Sophia Amoruso is the founder and CEO of Nasty Gal, which has grown to a $US100 million-plus online fashion retailer with more than 350 employees in just eight years. The following is excerpted from her new book, #GIRLBOSS.
I never started a business. I started an eBay store, and ended up with a business. I never would have done it had I known it was going to become this big.
I was 22 and, like most 22-year-olds, I was looking for a way to pay my rent and buy my Starbucks chai. Had someone shown me the future of where Nasty Gal would be in 2014, I would have gasped in revulsion, thinking, Oh, hell no, that is way too much work.
The name of the company alone should clue you in to this fact — who would have thought that a company called Nasty Gal could be so successful? I sure as shit never intended to be saying those two words all day, every day, seven years later.
There are different kinds of entrepreneurs. There are the ones who start a business because they’re educated and choose to, and the ones who do it because it is really the only option. I definitely fall into the latter category. I considered myself completely unemployable, and wanted to give one last shot at my ideal of being “jobless.” And boy, did being jobless work for me.
Nasty Gal would have surely failed had it been my goal to grow a business to the size that I have today. When you begin with the finish line in mind, you miss all the fun stuff along the way. The better approach is to tweak and grow, tweak and grow. I call it the incremental potential. In e‑commerce, you have to get everything right — from the marketing to the product descriptions to the checkout process.
Because I started small, I think I inherently did that from the beginning. Customer service was my number one priority. A lot of people run their businesses like their customers are dummies. This is a mistake. If you’re just out to take their money, they know it. But if you genuinely care about what you’re doing, they will respond.
I knew my customers and knew what they liked, because I was my customer. And rather than dictating what I thought my customers should buy and wear, I listened instead. If I bought something and they hated it, I moved on. Rather than force my idea of what Nasty Gal should be on my customers, I let them tell me along the way.
Nasty Gal felt like the best-dressed girl’s best kept secret — except that it was a secret she really wanted to share. One key to running a successful business is to know how to get free marketing.
Rule number one? That’s simple. Just do a good job.
Through the styling, photography, and voice of the brand, Nasty Gal was an exciting place to shop, but if our customers weren’t equally as stoked when they were holding one of our products in their hands, then that excitement lived and died on the internet.

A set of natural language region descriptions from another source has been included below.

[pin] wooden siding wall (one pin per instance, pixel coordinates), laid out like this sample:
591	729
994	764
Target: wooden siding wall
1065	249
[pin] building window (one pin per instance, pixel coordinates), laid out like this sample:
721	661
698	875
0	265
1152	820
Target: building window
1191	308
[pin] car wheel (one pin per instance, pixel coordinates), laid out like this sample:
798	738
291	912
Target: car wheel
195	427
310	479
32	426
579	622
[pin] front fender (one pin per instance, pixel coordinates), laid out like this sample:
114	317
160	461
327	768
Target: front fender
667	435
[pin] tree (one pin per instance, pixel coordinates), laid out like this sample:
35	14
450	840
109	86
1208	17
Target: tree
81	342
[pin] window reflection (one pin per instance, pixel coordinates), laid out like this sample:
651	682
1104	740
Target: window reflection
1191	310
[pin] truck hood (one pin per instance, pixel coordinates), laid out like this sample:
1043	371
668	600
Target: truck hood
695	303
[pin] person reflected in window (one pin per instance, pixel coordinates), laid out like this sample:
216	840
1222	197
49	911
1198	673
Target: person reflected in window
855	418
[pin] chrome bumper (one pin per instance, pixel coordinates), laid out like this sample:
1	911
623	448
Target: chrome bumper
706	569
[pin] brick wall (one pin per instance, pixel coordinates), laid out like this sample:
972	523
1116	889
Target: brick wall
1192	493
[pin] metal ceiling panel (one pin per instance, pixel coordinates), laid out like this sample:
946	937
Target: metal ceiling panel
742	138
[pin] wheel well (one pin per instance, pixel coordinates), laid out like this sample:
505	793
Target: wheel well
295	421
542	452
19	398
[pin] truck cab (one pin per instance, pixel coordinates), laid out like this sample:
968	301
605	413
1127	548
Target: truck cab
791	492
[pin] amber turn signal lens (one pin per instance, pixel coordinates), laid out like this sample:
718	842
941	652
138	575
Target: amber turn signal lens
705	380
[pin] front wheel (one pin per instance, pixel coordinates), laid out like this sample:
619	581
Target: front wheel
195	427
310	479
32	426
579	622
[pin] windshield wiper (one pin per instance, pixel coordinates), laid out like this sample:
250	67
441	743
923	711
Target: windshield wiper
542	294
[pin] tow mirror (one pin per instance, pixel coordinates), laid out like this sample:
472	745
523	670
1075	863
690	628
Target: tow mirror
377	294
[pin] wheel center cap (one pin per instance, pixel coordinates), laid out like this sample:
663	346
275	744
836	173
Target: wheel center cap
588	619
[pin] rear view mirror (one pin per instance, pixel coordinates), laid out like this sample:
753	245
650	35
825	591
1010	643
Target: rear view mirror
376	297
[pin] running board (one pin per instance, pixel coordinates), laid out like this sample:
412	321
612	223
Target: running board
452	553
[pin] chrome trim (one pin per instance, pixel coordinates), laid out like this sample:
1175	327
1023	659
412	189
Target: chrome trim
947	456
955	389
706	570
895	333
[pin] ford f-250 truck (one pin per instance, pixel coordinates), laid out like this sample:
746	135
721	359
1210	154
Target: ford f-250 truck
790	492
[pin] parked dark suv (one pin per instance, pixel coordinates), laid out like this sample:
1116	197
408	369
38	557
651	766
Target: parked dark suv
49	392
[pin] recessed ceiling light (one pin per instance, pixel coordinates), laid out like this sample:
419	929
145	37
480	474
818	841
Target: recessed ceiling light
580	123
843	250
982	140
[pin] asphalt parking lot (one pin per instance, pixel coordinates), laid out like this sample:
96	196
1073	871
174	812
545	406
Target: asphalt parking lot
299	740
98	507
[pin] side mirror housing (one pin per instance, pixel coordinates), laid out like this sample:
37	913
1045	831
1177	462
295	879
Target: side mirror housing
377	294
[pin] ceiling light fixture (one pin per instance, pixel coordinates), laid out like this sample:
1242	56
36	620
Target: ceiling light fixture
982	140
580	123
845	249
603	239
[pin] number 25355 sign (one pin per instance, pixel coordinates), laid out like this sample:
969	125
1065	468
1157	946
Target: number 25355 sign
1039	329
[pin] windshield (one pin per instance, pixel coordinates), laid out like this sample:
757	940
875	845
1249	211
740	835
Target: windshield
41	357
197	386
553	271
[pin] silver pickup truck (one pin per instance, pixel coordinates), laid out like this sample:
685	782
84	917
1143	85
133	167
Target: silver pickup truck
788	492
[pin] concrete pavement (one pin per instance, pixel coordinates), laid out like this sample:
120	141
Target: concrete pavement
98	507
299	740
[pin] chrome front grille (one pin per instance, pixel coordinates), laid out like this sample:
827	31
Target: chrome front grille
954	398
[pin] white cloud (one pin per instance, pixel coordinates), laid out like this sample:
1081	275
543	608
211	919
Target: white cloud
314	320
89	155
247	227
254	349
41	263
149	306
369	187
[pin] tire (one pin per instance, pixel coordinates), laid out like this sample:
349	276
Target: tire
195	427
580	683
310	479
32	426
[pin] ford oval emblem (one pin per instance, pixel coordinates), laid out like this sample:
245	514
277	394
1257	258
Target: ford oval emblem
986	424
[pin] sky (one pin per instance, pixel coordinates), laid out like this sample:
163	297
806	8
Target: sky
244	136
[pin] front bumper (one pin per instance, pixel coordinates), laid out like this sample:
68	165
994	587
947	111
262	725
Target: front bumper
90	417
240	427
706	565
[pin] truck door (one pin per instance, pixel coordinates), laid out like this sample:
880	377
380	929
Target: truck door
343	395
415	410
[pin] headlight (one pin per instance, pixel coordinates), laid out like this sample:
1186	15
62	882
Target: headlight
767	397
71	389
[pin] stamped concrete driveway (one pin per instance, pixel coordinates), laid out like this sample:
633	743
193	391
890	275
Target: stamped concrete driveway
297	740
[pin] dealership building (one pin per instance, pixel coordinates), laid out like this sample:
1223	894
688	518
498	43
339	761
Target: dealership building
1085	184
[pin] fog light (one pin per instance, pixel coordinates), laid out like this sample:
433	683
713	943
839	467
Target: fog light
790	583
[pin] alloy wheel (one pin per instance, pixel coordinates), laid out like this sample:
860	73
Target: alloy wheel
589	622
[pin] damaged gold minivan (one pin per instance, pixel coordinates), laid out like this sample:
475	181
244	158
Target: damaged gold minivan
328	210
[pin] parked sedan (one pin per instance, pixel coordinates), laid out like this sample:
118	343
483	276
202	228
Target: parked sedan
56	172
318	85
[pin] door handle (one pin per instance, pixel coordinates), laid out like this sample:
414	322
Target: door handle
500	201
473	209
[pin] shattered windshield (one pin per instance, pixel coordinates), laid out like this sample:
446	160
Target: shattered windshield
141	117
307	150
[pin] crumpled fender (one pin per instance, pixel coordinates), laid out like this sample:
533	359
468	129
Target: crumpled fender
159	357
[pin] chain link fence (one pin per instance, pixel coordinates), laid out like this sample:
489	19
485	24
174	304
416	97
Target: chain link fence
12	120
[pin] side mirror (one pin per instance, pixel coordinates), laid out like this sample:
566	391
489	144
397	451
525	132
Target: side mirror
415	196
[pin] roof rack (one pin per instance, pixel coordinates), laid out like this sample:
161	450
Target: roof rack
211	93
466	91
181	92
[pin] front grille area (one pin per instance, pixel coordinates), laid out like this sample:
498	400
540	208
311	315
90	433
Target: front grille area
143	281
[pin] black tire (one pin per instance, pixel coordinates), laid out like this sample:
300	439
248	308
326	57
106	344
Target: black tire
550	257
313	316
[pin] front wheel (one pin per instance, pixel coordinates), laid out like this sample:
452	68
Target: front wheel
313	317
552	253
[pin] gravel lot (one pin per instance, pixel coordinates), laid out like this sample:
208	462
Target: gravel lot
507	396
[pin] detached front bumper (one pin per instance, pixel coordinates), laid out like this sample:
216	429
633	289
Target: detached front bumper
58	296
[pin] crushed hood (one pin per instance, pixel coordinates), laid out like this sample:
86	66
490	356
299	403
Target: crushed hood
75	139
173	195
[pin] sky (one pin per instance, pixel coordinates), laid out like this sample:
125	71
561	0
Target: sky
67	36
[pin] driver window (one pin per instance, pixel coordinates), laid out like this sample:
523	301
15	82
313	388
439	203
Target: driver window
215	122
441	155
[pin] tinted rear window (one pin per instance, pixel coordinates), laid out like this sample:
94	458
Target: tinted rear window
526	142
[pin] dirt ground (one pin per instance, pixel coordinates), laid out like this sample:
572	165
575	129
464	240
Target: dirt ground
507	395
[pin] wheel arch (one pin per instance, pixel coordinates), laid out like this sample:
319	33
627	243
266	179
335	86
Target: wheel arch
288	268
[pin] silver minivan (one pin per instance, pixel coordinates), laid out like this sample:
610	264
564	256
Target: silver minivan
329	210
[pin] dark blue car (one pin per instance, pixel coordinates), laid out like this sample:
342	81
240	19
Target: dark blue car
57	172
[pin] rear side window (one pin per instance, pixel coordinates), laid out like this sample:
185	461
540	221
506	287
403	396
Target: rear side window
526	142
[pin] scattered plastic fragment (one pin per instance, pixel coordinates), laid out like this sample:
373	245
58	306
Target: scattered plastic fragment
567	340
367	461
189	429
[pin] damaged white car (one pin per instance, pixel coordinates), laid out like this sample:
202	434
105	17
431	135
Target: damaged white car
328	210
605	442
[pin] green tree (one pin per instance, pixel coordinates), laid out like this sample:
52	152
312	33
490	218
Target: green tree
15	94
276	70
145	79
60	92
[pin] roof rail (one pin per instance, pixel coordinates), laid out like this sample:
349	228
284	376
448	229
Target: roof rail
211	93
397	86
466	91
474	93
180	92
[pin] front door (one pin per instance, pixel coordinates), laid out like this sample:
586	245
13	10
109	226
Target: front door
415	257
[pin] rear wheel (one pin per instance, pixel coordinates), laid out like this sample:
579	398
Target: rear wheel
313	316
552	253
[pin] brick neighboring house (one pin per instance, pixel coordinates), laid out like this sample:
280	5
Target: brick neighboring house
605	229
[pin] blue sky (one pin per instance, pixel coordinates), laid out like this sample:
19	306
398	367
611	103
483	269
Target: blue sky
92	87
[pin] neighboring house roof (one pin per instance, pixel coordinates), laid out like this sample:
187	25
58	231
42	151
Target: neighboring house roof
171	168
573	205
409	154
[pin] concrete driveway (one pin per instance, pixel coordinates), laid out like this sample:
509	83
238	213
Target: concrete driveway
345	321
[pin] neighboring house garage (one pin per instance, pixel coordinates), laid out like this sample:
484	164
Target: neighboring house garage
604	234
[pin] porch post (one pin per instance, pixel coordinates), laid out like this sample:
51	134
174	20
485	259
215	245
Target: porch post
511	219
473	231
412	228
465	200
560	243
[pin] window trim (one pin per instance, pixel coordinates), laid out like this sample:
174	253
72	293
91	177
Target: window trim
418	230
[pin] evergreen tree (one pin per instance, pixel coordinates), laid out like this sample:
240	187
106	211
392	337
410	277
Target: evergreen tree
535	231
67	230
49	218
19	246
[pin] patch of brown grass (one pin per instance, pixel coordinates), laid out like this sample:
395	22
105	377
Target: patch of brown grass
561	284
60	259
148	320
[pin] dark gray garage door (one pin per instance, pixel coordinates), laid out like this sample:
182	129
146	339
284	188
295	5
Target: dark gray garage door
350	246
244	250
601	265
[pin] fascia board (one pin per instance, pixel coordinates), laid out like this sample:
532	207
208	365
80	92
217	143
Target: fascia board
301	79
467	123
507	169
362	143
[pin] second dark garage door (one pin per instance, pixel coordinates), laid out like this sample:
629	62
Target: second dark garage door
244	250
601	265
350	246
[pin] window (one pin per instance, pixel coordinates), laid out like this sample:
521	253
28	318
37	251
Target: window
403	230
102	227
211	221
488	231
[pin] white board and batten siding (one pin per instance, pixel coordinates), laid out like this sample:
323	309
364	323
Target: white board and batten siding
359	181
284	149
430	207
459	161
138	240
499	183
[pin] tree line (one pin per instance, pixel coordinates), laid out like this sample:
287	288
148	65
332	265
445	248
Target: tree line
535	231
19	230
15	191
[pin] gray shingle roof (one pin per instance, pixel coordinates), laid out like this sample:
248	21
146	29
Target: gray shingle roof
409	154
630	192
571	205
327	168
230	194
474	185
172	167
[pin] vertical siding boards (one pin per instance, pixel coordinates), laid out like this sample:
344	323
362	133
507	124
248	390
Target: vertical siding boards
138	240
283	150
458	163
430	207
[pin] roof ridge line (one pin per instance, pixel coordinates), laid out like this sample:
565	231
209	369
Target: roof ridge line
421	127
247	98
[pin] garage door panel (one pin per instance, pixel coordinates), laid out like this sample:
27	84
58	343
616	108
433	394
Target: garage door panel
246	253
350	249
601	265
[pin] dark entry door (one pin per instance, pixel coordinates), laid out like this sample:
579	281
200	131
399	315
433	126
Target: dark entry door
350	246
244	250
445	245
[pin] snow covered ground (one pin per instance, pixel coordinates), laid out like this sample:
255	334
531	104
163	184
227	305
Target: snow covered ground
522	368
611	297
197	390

I don’t take it lightly when someone buys something from me. I know there are a million places where people can buy a dress, a crop top, or a pair of shoes, so I want to make sure that if someone is buying it from Nasty Gal, she feels like it’s worth it. We’re dressing girls for the best years of their lives, so whether you drop $US300 or shop the sale section, I want you to look and feel like a million bucks.
Rule number two: Keep your promises.
When girls bought something from Nasty Gal, what they got in the mail was just as amazing as what they’d seen online. Customers became not only loyal, but also evangelical. They came back again and again, and shared their excitement with their friends — frequently on the internet. It was the kind of natural word of mouth that can’t be bought.
Rule number three: Give your customers something to share.
Social media is built on sharing, and Nasty Gal was giving girls something amazing to share each and every day. Whether it was a crazy vintage piece, a quote, or a behind-the-scenes photo, we have always worked hard to create the best and most compelling images, words, and content for our customers.
At most companies the person manning the Twitter and Facebook accounts is far from the top of the food chain. But at Nasty Gal, even though I’m not always composing every tweet, I still read every comment. If our customers are unhappy about something, I hear it first.
At other businesses, it might take months for customer feedback to filter up to the CEO, if at all. Social media allows me to have my ear to the ground even when I’m out pounding the pavement. When Nasty Gal joined Snapchat, it meant that I joined Snapchat. I sent out a few Snaps, and our customers responded in force. There’s nothing more thrilling than sending private texts directly to a customer and seeing what she has to say in response.
Call me crazy, but I truly believe that Nasty Gal is a feeling. And though our community lives in many different places, it’s that feeling that unifies our customers and makes us about much more than selling clothes.